Wachovia Sends Out Its Own "Free Credit Report!" Offer To Customers
Tom just received a great offer from his bank. He can receive a free credit report just by peeling off this sticker and affixing it to another part of the same page. That’s right, a free motherloving credit report! Who doesn’t want one of those? Free, you say? Sign me up!
Oh, it also comes with an enrollment in some sort of identity theft protection program for $13 a month.
Looks like Wachovia (a Wells Fargo Company) is now taking its lead from a singing pirate. Just in time for your post yesterday on the CARD Act and its impact on “free” credit reports, I recieved the attached letter from my bank, asking me to simply attach a sticker and return the mailing in the enclosed prepaid, already-addressed envelope to get a Free Credit Report! What could be easier!
Naturally, upon reading the fine print, one finds this little doozy: “Unless I call to cancel during my thirty-day trial, my protection will be automatically continued at the $12.99 monthly credit monitoring fee, or then current monthly fee, debited from my primary Wachovia checking account each month, without my having to do anything further.”
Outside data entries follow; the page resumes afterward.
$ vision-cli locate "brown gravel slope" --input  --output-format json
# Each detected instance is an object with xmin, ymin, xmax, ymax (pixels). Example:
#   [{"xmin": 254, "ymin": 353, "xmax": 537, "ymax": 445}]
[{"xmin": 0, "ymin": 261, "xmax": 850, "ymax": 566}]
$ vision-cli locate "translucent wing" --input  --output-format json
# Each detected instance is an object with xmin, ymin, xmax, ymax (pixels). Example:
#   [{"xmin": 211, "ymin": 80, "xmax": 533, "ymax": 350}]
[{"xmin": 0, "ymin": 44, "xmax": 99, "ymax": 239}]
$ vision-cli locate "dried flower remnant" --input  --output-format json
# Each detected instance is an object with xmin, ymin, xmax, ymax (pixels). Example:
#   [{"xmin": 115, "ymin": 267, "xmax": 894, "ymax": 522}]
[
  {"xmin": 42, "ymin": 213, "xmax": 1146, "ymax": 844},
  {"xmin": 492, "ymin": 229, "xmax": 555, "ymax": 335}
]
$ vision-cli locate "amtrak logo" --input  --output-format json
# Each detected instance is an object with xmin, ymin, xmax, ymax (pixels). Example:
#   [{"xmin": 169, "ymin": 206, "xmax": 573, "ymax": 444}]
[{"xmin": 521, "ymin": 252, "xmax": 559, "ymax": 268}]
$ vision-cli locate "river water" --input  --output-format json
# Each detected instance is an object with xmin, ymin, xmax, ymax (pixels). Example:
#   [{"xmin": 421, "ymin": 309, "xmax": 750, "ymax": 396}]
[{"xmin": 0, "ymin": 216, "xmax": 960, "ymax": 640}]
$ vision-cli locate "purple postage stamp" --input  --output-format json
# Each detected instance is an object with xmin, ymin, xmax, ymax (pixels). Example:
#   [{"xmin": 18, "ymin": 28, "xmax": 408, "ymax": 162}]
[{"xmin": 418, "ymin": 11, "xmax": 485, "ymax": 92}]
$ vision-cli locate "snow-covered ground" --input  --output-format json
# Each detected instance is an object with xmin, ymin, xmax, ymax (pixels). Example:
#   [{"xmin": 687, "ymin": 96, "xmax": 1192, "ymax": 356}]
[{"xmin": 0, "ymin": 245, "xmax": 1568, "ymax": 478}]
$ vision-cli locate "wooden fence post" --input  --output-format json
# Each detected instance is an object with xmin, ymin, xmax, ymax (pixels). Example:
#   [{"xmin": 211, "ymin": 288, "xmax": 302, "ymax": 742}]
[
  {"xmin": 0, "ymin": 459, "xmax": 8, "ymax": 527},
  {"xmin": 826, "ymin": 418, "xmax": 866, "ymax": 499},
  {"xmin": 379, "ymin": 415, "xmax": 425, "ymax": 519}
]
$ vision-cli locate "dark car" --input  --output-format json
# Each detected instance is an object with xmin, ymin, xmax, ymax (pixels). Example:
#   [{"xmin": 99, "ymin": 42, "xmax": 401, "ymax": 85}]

Granted, it’s all laid out for you relatively clearly in the small print, but how is this any different than what FreeCreditReport.com is doing? And why is my bank selling my personal information to a third party for the sole purpose of shadily trying to get me to sign up for a “credit monitoring service” of dubious value? This stinks. The only reason I’ve stayed with super-inconvenient Wachovia while living in New York City is out of loyalty – I used to work for them – but if this is the way they’re doing business now, screw ’em.
We know why they’re doing it—because there’s still a lot of confused or ignorant consumers out there who either don’t know about annualcreditreport.com (the only real source of free credit reports), or who see the phrase “free credit report” and stop looking for alternatives. The sticker gimmick seems particularly silly, and aimed at customers who have an “I just won a contest!” mentality when it comes to offers in the mail.
We don’t know if offers like this one will be covered under the CARD Act, because Wachovia does make it quite clear that there’s going to be an ongoing fee after the first 30 days. It’s nowhere near as misleading as the FreeCreditReport.com commercials, in other words.
That doesn’t change the fact that if you really want to pull your credit reports for free, annualcreditreport.com is the only place where you can do it.